Detecting Headless Chrome’s Puppeteer Extra Stealth Plugin with JavaScript Browser Fingerprinting

Scraping Bot management

The headless mode of the Google Chrome browser, Headless Chrome, has been incredibly popular since its launch in 2017. A very useful tool for running automated tests, Headless Chrome is also extremely convenient for automating malicious web traffic, aka bots.

Here we will examine headless browsers, Headless Chrome, and the technologies bot developers are using to avoid detection, with particular focus on a library called “puppeteer-extra-plugin-stealth”.

What is a headless browser?

The graphical user interface (GUI) of a program is referred to as the head. Ergo, a headless browser is a browser without a GUI, which means it doesn’t render anything on the screen. Instead of controlling the browser’s actions via GUI, users control headless browsers via code instructions.

Under the hood, headless browsers behave just like other browsers. This makes them very convenient for developers, who benefit from all the features of real browsers, but need much less CPU/RAM.
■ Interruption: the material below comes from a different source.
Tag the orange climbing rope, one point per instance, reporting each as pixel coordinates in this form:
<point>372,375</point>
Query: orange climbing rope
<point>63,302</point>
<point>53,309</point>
Headless browsers can be used to run large-scale tests of web applications, navigate between pages without human interference, validate JavaScript functions, and much more. The most popular headless browser is Headless Chrome.

Unfortunately, headless browsers are also used for automating malicious tasks. The most common use cases are web scraping, credential stuffing/account takeover, increasing ad impressions, and scanning for vulnerabilities on a website.

What is Puppeteer?

To instrument Headless Chrome, developers can either use CDP (Chrome DevTools Protocol) or a higher-level framework. One such framework is Puppeteer, a NodeJS library that provides a high-level API to control Headless Chrome or Chromium over the DevTools Protocol.

Puppeteer helps bot developers create their bots faster, since it already provides functions for many key tasks such as navigating to a page, waiting for a CSS element to be visible, etc. A light-weight wrapper called “puppeteer-extra” augments Puppeteer with plugin functionality, as detailed below.

Puppeteer’s success prompted others to follow suit. In 2020, Microsoft released Playwright (created by the team behind Puppeteer), an automation framework that allows developers to perform tests across multiple browsers.

Can Puppeteer be detected?

For bot developers, Puppeteer’s most useful feature is that it provides full browser functionality in addition to running Chrome in headless mode on a server. In this way, JavaScript content will be executed, and the request looks like it originates from a regular Chrome browser.

By default, Headless Chrome exposes the fact that it is automated via the “navigator.webdriver” property. But malicious actors quickly found ways to bypass this, and to circumvent common fingerprinting techniques by applying simple forging techniques.

Nonetheless, instrumenting Headless Chrome with a framework such as Puppeteer will still leave traces that make it possible to detect it as a non-human user. Even though Chrome and Headless Chrome are extremely similar, there are subtle differences in the browser fingerprint that can be used to distinguish between them.

Indeed, a few days after the release of Headless Chrome, I demonstrated that it was relatively easy to distinguish between a genuine Chrome browser used by humans and automated Headless Chrome browsers.

Puppeteer-extra-plugin-stealth to the rescue?

Of course, bot developers couldn’t accept that bots created with Headless Chrome and Puppeteer would be detected due to clues in their browser fingerprints. One response? Puppeteer-extra-plugin-stealth.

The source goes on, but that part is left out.